If he wants "scrub" plane then he will have to buy one or make one. After all, it is one of the easiest planes to make from scratch as there is very little metal work required - no chip breaker.


----------



## Chris Curl (Jan 1, 2013)

firemedic said:


> ...
> A scrub and a fore plane perform the same job and in essentially the same technique. However there is an appreciable difference between a fore plane and a scrub plane.
> ...


can you please elaborate on the difference(s)?


----------



## MasterSplinter (Jan 12, 2013)

Thank you Jean. So what makes a scrub plane?


----------



## Wood4Brains (Jul 25, 2012)

BTW:

Interesting article by Chris Schwarz on what a scrub plane is actually intended for... and it is probably NOT what you think...

http://www.popularwoodworking.com/woodworking-blogs/chris-schwarz-blog/scrub-planes-a-curious-animal


----------



## s7nf (Jun 24, 2013)

Billy De said:


> I`m not an expert on German wooden planes but that does not look like what you are looking for.Sometimes the people selling the tools don't know what they are.
> 
> The brand name of the one you are looking at is Famos and it is an ex Germany army issue .
> 
> ...


And I thought that Famos was misspelled famous :laughing:

Thank you for the link, but I need someone who sends to EU (Slovenia actually, not Germany).


----------



## Billy De (Jul 19, 2009)

That is a German e-bay site if you scroll down the page the guy gives you a telephone No or you can e mail him for the cost of postage. Good luck. Billy


----------



## Manuka Jock (Jun 27, 2011)

Chris Curl said:


> can you please elaborate on the difference(s)?


This page here might be of help re. the Foreplane 
http://logancabinetshoppe.com/blog/2008/08/the-scrub-plane-debate/

And this links to 3 pages re. the Scrubplane 
http://www.wkfinetools.com/contrib/cSchwarz/z_art/scrubPlanes/scrubPlanes1.asp
This also has a good tip for maintaining and sharpening the iron's curved edge


----------



## railaw (Nov 15, 2011)

This has been a more informative than usual thread. Looking forwarding using my fore to try to narrow some fir dor workbench base, just as soon as I get some wax....


----------



## firemedic (Dec 26, 2010)

Chris Curl said:


> can you please elaborate on the difference(s)?


The most obvious difference to note is the width of the iron. Scrub planes have much narrower irons than do fore planes. Subsequently the iron of a scrub has a greater camber and is a narrower plane all together.

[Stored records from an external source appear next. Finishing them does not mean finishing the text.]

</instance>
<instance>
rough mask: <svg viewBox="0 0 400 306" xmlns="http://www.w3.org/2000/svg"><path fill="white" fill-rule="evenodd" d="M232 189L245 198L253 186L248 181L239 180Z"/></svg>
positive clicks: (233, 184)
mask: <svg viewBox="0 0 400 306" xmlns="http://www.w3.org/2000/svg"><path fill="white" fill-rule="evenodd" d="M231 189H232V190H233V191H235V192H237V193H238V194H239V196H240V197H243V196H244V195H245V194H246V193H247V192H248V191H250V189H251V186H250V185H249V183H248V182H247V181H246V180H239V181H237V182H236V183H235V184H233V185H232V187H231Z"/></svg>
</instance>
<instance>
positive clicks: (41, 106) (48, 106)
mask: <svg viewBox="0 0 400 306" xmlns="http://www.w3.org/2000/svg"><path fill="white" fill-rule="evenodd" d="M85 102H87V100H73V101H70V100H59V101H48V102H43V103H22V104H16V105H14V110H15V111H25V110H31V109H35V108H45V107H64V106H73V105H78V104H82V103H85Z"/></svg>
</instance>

In modern planes scrubs still lack a chip breaker - it's of no advantage for a scrub plane. However hat's not a conclusive detail, early planes were all single irons without a chip breaker.

The easiest way to look at this is as follows. A scrub plane is a particular type of plane designed for one job. A fore plane is a bench plane in all aspects other than being tuned with a heavy camber and open mouth.

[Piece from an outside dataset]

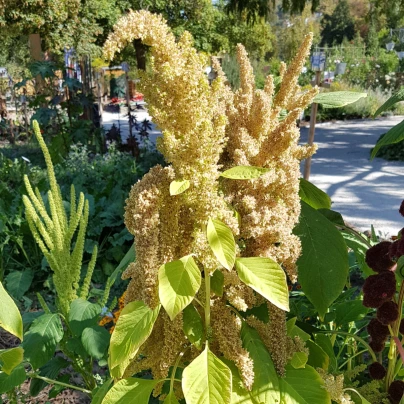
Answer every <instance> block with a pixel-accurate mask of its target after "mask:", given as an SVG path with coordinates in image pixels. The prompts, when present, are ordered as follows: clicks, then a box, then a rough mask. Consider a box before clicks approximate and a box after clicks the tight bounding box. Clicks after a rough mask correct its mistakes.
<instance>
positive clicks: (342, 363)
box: [338, 349, 368, 369]
mask: <svg viewBox="0 0 404 404" xmlns="http://www.w3.org/2000/svg"><path fill="white" fill-rule="evenodd" d="M367 351H368V350H367V349H364V350H363V351H359V352H356V354H355V355H352V356H350V357H349V358H348V359H347V360H346V361H345V362H344V363H342V364H341V365H340V366H339V368H338V369H342V368H343V367H344V366H345V365H346V364H347V363H348V362H349V361H350V360H351V359H353V358H355V356H358V355H361V354H363V353H365V352H367Z"/></svg>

Here's the real difference though - Scrubs are of of Germanic / Dutch origin. 

Fore planes are French / English. 

ie - two different cultures having different means for the same job.



I hate to do this, but I have to disagree with CS. That article was written some time ago and I may be interpreting what he is trying to convey. It sounds as though he is saying a scrub is for the edge of a board and hence that's it's intended use. 

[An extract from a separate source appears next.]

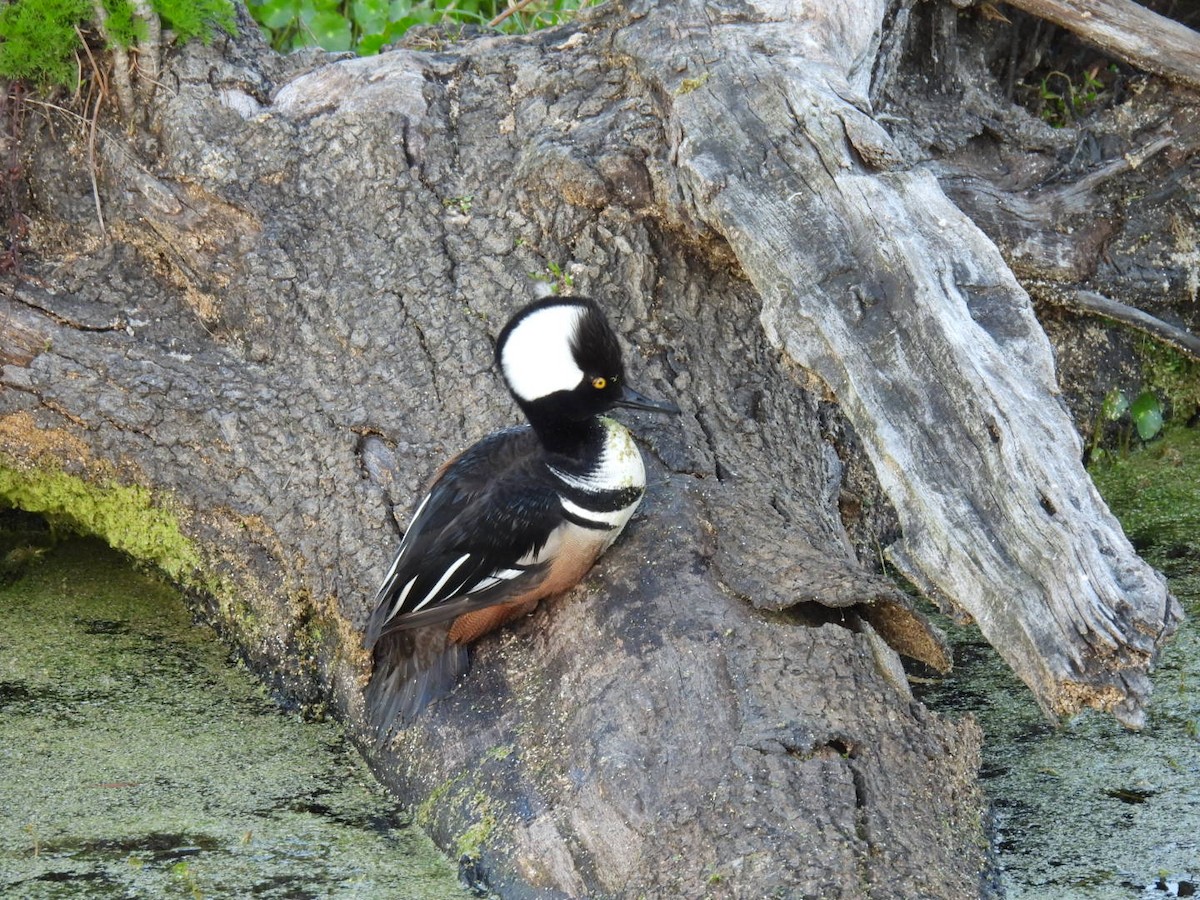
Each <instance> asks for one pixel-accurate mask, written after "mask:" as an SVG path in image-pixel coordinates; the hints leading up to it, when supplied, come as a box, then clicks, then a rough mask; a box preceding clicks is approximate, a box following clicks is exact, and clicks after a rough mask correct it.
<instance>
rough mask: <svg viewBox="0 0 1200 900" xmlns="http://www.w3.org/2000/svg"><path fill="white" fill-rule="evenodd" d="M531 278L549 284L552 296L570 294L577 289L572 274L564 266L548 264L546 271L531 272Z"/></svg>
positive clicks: (547, 263) (530, 276) (550, 262)
mask: <svg viewBox="0 0 1200 900" xmlns="http://www.w3.org/2000/svg"><path fill="white" fill-rule="evenodd" d="M529 277H530V278H533V280H534V281H538V282H541V283H542V284H548V286H550V293H551V294H569V293H571V288H572V287H575V278H574V277H572V276H571V274H570V272H568V271H564V270H563V266H560V265H559V264H558V263H554V262H550V263H546V269H545V271H540V272H529Z"/></svg>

This may be the only reason Stanley produced it however it was used by a people with quite the intimate relationship with axes and hatchets - particularly broad hatchets. It's very doubtful if your neighborhood cabinet builder would lay aside the hatchet for the scrub plane even more so that he would use a tool not in existence in his culture to rough joint the face of a board. 

The Germans, French and English (an related) all used hatchets to size boards - even the face of the board as Moxon states.

Moxon writes more about the Fore Plane than any other plane, for his explanation accompanied by my commentary see:
http://creoleproject.blogspot.com/p/understanding-joseph-moxon.html


----------



## Manuka Jock (Jun 27, 2011)

Here in NZ , we house building carpenters called the Scrub a German Jack Plane , and hogging off the backs of finishing timbers, and the faces of studs and dwangs when wall straightening were its two final uses before it was superseded by electric hand planers .

It's compact size, light weight , and horn , were possibly the main reasons for being the tool of choice for the task.










We used a Carpenter's Hatchet also , often following up with the german jack .


----------



## BZawat (Sep 21, 2012)

firemedic said:


> You should know by now not to take me for 100% serious all the time. The Number 6 is useless as a Fore Plane...
> 
> As for a jointer - it's not often that I'll use anything but an 8. That said - small boards get small planes & big slabs get big planes... in terms of jointing.
> 
> I think there is an equation out there concerning body mass x height x (slab incub x (some derivative) = Jointer size. :laughing: use a different derivative for smoother size. Yes, I prefer a 4-1/2" smoother.


So the No 6's sole is too long to be a useful fore plane?


----------



## firemedic (Dec 26, 2010)

BZawat said:


> So the No 6's sole is too long to be a useful fore plane?


No, the length is fine... The thing is too dang heavy! Scrub and Fore planes don't benefit from added weight like a smoother does and only tires you out all the faster... and I like big heavy planes because I'm a 6'4" 230 lb German! :laughing:


----------



## EastexToolJunky (Mar 25, 2013)

I would assume that the blade on the no 6 would be too wide for a scrub plane even with a camber. Taking that much material off would be pretty tiring.


----------



## mike1950 (Aug 29, 2010)

Also you start working away at a wide chunk of wood with a 40 and it goes pretty fast. I just would like a spare blade for mine. Just change the blade and keep going. They work pretty fast once you get in the groove.


----------